What keeps you going day by day, how do you manage to cope despite the challenges as a business owner?
I am motivated when a young girl returns home and is able to support themselves and their families from the product, they make at Loozeele. I am even motivated to work harder by the youth in my community who believed that they can only make it when they migrate to the southern part to work in order to make ends meet and they face social, economic and health issues associated with the work, which makes the situation more dangerous. I am motived to give them hope, let them know that everything is possible if they are ready and willing to work for it.

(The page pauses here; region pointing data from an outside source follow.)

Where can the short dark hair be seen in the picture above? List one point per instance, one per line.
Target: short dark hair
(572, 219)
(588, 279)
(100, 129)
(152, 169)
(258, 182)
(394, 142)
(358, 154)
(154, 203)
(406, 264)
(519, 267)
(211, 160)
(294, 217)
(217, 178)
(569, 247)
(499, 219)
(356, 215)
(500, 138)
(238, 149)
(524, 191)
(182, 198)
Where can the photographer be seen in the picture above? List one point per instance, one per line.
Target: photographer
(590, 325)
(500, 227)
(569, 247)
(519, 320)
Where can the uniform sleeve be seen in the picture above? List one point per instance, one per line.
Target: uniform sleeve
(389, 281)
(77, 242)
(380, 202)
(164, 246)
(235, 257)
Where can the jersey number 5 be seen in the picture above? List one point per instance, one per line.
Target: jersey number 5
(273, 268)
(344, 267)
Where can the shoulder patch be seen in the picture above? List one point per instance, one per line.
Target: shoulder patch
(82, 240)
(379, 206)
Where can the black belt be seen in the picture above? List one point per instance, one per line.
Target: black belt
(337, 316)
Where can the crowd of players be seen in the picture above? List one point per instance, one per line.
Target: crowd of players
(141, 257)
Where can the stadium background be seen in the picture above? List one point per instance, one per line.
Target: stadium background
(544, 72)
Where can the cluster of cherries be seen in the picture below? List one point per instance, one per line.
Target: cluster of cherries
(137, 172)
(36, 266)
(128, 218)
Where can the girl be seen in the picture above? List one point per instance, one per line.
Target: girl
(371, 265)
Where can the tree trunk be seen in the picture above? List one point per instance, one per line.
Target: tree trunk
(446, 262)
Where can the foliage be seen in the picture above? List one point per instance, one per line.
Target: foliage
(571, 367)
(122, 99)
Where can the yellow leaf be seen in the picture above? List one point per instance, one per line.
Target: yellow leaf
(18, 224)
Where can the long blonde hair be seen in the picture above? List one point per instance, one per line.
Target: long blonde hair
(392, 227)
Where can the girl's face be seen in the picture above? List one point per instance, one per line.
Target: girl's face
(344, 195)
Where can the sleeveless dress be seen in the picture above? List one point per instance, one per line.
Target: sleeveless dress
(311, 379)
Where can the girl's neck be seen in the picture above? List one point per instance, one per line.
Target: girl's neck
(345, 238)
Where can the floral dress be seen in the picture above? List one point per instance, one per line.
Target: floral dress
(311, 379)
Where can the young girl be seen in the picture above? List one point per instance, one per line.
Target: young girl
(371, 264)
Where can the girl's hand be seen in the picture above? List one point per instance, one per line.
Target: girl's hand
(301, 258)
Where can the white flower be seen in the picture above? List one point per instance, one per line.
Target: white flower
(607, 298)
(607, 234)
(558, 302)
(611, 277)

I want them to know that they could not choose who they are born to or where they came from, but they have the power to determine who they want to be, through Resilience, hope, and a lot of hard work.
Ten years from now, Agana envisions Loozeele Initiative as a household name that supports over a thousand young persons and produces different products from agricultural to lifestyle. “Loozeele will be making a greater impact on girls and women in the northern part of Ghana; providing scholarships and other career aspirations to young people in Ghana.” She says
What advice would you give to other youths out there?
For those who want to start a business, I will advise them to take a bold step and start it. When you don’t start it, it will look as if it is a lot of work to deal with, but when you start, you will learn along the way and improve your business. For those who are not starting a business, I will ask them to support those who are, we need to support each other to make an impact.